The VNO-NCW employers organisation said in its comments on the 2019 budget that the cabinet is wrong to cut spending on the 30% ruling. ‘The government is showing itself to be unreliable,’ the organisation said in a statement. ‘At a time when the labour market is tight, this is a missed opportunity to bind foreign experts and technicians to our country.’

Tax minister Menno Snel confirmed in July he is to cut the duration of the tax break from eight to five years, without a transition period. This means thousands of expats face losing thousands of euros a year which they had been told earlier they would get.

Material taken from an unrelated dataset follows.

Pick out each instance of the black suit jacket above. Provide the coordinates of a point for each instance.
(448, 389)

Snel told reporters on Tuesday after the plans were presented that the government is ‘most proud about everybody benefiting, but it is true that working people will benefit the most, as we promised.’

Financial planner José de Boer, who advises expats on financial issues and mortgages, told the government’s decision to press ahead with scrapping the dividend tax to boost the business climate ‘makes it even more surprising that the government wishes to pursue its plans to cut the 30% tax ruling.’

‘They wish to attract the companies, but not the highly skilled staff that are also needed?,’ she said.